A TEPCO employee in his 20s who grew up in Fukushima Prefecture has become an opponent of nuclear power after the accident at the Fukushima No. 1 plant.
“I was told to work at the plant like a kamikaze pilot,” said the man, who is evacuating from Fukushima Prefecture due to high levels of radiation he received. “I have no idea about how much radiation I was exposed to.”
What kind of treatment receive these workers who risk their health and lives for mitigating the effects of such a catastrophe?
But let’s have again a look on the overall mostly future expected casualities:
According to the study “Worldwide health effects of the Fukushima Daiichi nuclear accident” by John E. Ten Hoeve and Mark Z. Jacobson (via Bloomberg.com)
We find that inhalation exposure, external exposure, and ingestion exposure of the public to radioactivity
may result in 15 to 1300 cancer mortalities and 24 to 2500 cancer morbidities worldwide, mostly in Japan. Exposure of workers to
radioactivity at the plant is projected to result in another 2 to 12 cancers cases.
So their “best estimate” as Evan Douple called it in the bloomberg article is about 130 deaths.
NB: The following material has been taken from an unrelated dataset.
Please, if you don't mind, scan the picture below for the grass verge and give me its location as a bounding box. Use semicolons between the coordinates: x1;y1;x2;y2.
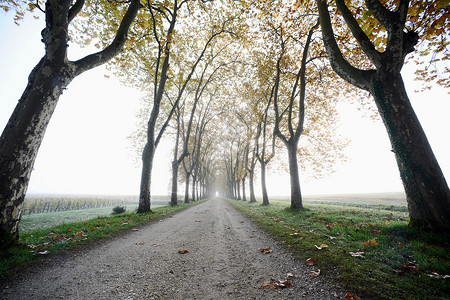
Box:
230;201;450;299
0;201;202;278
The Results were evaluated against daily worldwide Comprehensive Nuclear-Test-Ban Treaty Organization (CTBTO) airborne radionuclide concentrations and deposition rates from around Japan.
Atmospheric and ground concentrations of iodine-131 (I-131), cesium-137 (Cs-137) and cesium-134 (Cs-134) were then used to estimate the worldwide health effects from the radioactive fallout
On a first glance into the paper it looks to me as if for example sea and groundwater contamination via the ongoing release of contaminated water and eventual future contaminations had not been taken into account.
The study
Accounting for long-term doses in “worldwide health effects of the Fukushima Daiichi nuclear accident” Jan Beyea, Edwin Lyman and Frank N. von Hippel (via asianscientist.com) finds:
On balance, the net result of adjusting the TH&J numbers to account for long-term dose from radiocesium is uncertain, but the mid-range estimate for the number of future mortalities is probably closer to 1000 than to 125.
According to a report in Yomiuri Shimbun there are at least 537 deaths which had been certified by municipalities as a direct consequence of the Fukushima disaster.
So if one accepts a cancer related death toll of 1000 people (i.e. a higher but possible projection in the Ten Hoeve and Jacobson fallout study or the expected average toll in the Beyea, Lyman and von Hippel article) and if adds these the stress related 573 deaths one has currently a prognostized Fukushima accident death toll of about 1600 people.
This is roughly about one tenth of the casualties of the earth quake/Tsunami catastrophe. Is that negligible?!
Moreover the Fukushima air circulation blew about roughly 81% of the fallout onto the open sea. That means if the winds would have been blown onto land then this would have given at least a factor 5 more fallout on possibly populated land (if one assumes approximately equal population density). But if one takes into account that the wind almost never blew into south direction (eventual erranous personal observation) , i.e. almost never into the direction of the densely populated Tokyo area then it sounds cautious to assume a factor of ten for what the cancer rates could have been under different weather conditions. That is in that case the death toll could have been about as big as the death toll of the earth quake/Tsunami catastrophe.
And I don’t want to imagine the death toll which would have been a reality if additionally a criticality event would have turned into a chain reaction.